Bharat Punjabi: India and Canada can learn from each other about water management
Water is an element, so its scarcity is more likely due to poor management than it simply disappearing. Dr. Bharat Punjabi, a Research Fellow at the Global Cities Institute at the University of Toronto, ponders India’s growing water scarcity at a picturesque, lush and expansive farmland outside Mumbai, India, where problems stemming from uninformed policy and governance is affecting farmers’ livelihoods.
Punjabi, as a PhD student conducted his fieldwork around Mumbai within farming communities facing the challenge of their water being taken away by the city. Following his fieldwork, the research project that followed took a deeper look at the communities, surveying them around water scarcity but also how their livelihoods were affected by the management of water.
“India is at a crossroads of a lot of environmental transformations inside the country, but also the global crisis of climate change, which is already hitting the water sector in India," says Punjabi. His research focuses on water transfers from rural to urban areas in large metropolitan regions in India, informal water-sharing arrangements involving power, politics, and appropriation through ethnography and extensive surveys.
Punjabi believes India and Canada can learn better water quality management from each other. For example, in Western India, where he conducts his field research, social movements have sprung up around using water more efficiently. The movements are well documented but have never developed meaningfully. “India needs more of a stakeholder approach,” he says. “there is a lot of potential for exchange on this, both intellectual and academic, policy and also people to people. India has a very vibrant water sector in India.”

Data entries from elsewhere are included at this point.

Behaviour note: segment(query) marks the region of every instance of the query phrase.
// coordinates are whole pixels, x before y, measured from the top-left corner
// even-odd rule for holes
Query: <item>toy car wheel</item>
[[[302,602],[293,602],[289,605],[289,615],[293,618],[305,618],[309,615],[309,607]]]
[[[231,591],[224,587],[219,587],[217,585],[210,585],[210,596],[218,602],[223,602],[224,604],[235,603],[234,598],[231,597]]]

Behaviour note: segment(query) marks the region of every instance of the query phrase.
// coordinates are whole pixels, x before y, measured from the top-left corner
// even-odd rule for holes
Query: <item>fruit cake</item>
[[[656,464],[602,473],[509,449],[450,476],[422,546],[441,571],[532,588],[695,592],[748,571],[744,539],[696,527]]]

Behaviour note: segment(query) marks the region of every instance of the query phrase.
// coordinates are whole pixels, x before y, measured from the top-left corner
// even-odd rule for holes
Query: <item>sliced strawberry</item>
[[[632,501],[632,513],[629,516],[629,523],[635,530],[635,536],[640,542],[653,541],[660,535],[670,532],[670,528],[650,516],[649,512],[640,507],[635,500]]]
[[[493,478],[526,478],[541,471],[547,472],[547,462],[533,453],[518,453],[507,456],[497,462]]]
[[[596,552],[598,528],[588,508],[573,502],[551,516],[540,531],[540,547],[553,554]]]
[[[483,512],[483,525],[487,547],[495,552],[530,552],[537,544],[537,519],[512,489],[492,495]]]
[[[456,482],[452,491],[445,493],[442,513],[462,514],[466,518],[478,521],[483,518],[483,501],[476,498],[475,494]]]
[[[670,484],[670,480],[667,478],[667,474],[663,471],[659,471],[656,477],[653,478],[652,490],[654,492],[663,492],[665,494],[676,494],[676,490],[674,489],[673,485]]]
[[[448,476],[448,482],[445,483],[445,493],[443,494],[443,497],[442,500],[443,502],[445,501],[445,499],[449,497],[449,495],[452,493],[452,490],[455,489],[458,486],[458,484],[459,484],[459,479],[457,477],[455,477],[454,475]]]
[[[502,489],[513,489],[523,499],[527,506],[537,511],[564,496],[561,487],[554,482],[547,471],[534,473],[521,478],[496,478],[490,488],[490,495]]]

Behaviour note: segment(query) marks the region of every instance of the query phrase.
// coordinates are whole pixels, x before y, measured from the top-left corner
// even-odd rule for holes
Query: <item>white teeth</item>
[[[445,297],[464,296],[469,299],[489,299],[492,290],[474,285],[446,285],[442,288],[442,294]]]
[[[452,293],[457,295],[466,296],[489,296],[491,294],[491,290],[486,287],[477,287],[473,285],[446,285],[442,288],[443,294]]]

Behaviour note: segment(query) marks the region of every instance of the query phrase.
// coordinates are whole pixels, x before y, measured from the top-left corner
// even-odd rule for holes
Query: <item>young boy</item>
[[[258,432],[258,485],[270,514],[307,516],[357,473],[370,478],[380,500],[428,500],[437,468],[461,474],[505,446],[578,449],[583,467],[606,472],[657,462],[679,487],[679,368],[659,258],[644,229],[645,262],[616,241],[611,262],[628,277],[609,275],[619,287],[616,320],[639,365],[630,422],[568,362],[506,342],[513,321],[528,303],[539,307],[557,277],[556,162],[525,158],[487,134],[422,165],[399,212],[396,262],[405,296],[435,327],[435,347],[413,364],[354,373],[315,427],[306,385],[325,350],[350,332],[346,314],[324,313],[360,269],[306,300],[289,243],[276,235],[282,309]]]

Punjabi has taught courses related to economic geography, political ecology, water management, and the political economy of development at the University of Guelph, University of Toronto and the Western University.

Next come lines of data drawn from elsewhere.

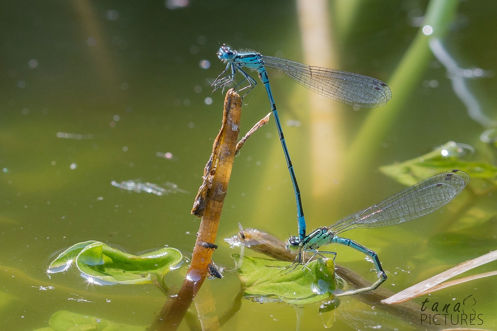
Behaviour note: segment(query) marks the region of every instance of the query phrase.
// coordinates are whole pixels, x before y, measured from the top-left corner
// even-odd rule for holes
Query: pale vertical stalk
[[[337,67],[328,1],[297,0],[297,4],[304,62],[311,66]],[[313,198],[319,200],[328,195],[334,183],[341,179],[340,158],[344,145],[340,129],[342,119],[336,102],[311,91],[308,93],[312,194]]]
[[[371,171],[378,151],[395,125],[400,112],[406,109],[413,91],[420,83],[429,62],[433,58],[428,46],[433,38],[443,38],[455,17],[459,1],[431,0],[419,28],[388,82],[392,100],[383,107],[370,111],[354,141],[348,149],[347,170],[349,176],[360,177]],[[426,33],[426,32],[428,33]],[[434,109],[433,111],[436,111]]]

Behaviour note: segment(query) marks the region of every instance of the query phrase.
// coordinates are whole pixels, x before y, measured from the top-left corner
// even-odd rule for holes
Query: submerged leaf
[[[399,183],[410,186],[448,169],[457,169],[469,175],[469,185],[477,194],[485,194],[495,189],[497,168],[490,163],[462,159],[468,148],[466,145],[449,141],[424,155],[380,167],[380,171]]]
[[[71,246],[49,267],[49,273],[67,270],[75,263],[82,276],[102,285],[145,284],[162,281],[165,274],[182,260],[181,253],[166,247],[137,256],[98,241]]]
[[[56,331],[145,331],[147,330],[146,327],[115,323],[66,310],[54,314],[49,323]]]
[[[244,294],[260,302],[283,301],[305,305],[321,301],[335,290],[332,260],[318,259],[295,269],[288,262],[232,255],[238,270]]]

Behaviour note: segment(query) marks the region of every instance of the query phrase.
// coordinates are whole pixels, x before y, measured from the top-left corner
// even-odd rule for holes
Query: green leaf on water
[[[451,169],[463,170],[469,175],[469,186],[478,195],[497,188],[497,167],[484,162],[463,159],[467,147],[449,141],[427,154],[400,163],[380,167],[380,171],[406,186]]]
[[[89,281],[102,285],[146,284],[159,281],[183,259],[174,248],[166,247],[133,255],[98,241],[74,245],[50,264],[49,273],[65,271],[73,264]]]
[[[244,295],[259,302],[282,301],[295,305],[320,302],[335,290],[334,264],[331,259],[314,260],[304,268],[287,267],[288,262],[232,254]]]
[[[52,328],[47,330],[55,331],[145,331],[147,330],[147,327],[115,323],[66,310],[61,310],[52,315],[49,323]]]

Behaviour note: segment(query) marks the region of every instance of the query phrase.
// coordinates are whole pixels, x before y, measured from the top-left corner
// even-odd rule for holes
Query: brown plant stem
[[[168,300],[150,330],[175,330],[207,275],[213,250],[202,246],[216,240],[219,219],[231,175],[240,133],[242,99],[233,89],[226,93],[223,124],[214,140],[212,154],[204,170],[191,213],[201,216],[191,263],[177,294]]]

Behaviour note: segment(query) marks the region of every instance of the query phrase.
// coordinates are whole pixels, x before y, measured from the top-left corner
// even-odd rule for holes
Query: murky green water
[[[173,2],[166,4],[170,7]],[[220,44],[305,61],[293,2],[190,2],[174,9],[164,1],[0,4],[2,330],[46,327],[50,317],[63,310],[135,325],[151,323],[165,301],[153,285],[88,285],[74,270],[49,279],[49,264],[55,254],[90,239],[133,254],[165,245],[191,253],[199,221],[189,212],[222,115],[224,95],[212,93],[208,81],[224,69],[215,55]],[[426,2],[359,3],[347,32],[332,33],[335,66],[390,83],[418,31],[413,25]],[[333,17],[335,4],[332,1],[329,8],[332,27],[340,20]],[[458,8],[443,41],[461,66],[497,70],[495,5],[490,1],[465,1]],[[210,66],[204,68],[206,61]],[[414,80],[384,138],[373,146],[373,156],[360,162],[347,164],[346,151],[368,115],[379,111],[354,111],[332,104],[330,111],[339,121],[334,125],[340,129],[336,139],[343,148],[331,153],[336,169],[343,173],[343,169],[353,170],[344,177],[334,177],[338,171],[333,167],[316,170],[310,92],[284,75],[269,72],[309,230],[331,224],[405,187],[380,173],[382,165],[415,158],[450,140],[473,146],[476,153],[470,159],[495,160],[495,149],[479,138],[487,128],[469,117],[445,69],[432,57],[427,66]],[[489,75],[466,81],[483,113],[494,119],[497,84]],[[396,92],[393,88],[393,101]],[[270,108],[260,84],[244,101],[245,132]],[[324,146],[323,153],[330,154]],[[320,178],[334,181],[323,188]],[[129,180],[166,189],[167,183],[173,183],[188,193],[159,196],[111,185]],[[484,210],[486,216],[476,217],[479,220],[474,223],[467,224],[467,218],[465,221],[446,207],[410,224],[346,235],[378,253],[389,272],[383,286],[397,292],[495,249],[497,210],[492,193],[475,199],[477,211]],[[233,267],[230,254],[234,251],[222,239],[238,231],[238,222],[282,239],[289,232],[296,234],[294,203],[271,119],[236,159],[216,262]],[[375,279],[360,254],[347,248],[332,249],[339,253],[337,264]],[[496,265],[493,263],[470,273],[491,271]],[[182,275],[171,273],[169,283],[179,286]],[[472,313],[483,314],[479,326],[494,330],[495,283],[492,277],[479,279],[429,299],[441,304],[472,295],[476,304]],[[221,316],[239,289],[233,272],[206,281],[202,291],[212,293],[216,300],[212,314]],[[425,297],[414,301],[419,303]],[[324,328],[323,319],[330,318],[335,330],[403,328],[395,316],[353,298],[342,299],[334,315],[322,319],[317,311],[316,307],[304,308],[301,330]],[[294,330],[296,316],[289,306],[244,300],[223,329]]]

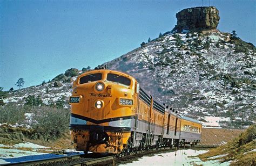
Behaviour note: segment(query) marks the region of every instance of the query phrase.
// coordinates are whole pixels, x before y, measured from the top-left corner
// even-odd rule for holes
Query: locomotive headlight
[[[103,107],[104,103],[103,101],[98,100],[95,102],[95,106],[96,109],[99,109]]]
[[[101,91],[104,89],[104,84],[101,82],[98,82],[96,84],[96,88],[98,91]]]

He uses an interdisciplinary approach to harbor and create interest, a curiosity about India by focusing on its political economy but also learning about theories which have come out of the Indian context.
For example, a number of his students are in international development. So, he teaches for example, about Amartya Sen’s Capabilities Approach which comes out of the Indian development experience.
“For many students, the course that I teach will probably be the only course they take about India, so I want to teach them about India as well as I can,” he says. “My effort is about what India could teach students as well, not only about India but also the social sciences.” Inspired by his courses, many of Punjabi's students have traveled to India on internships, study programs or for research. Punjabi calls CIRCLE an essential, timely addition to furthering interest about India at the University of Guelph. “We have conceptualized this as a centre of Canada-India for learning and engagement, which is novel,” says Punjabi.
In fact, CIRCLE is in itself a circle…for learning.
“It’s not only Canada learning from India, or India from Canada,” he says, “they are both learning from each other, which is a big strength.”
Areej Amer is a student writer for CIRCLE. She is in her third year in the Bachelor of Arts and Sciences program at the University of Guelph.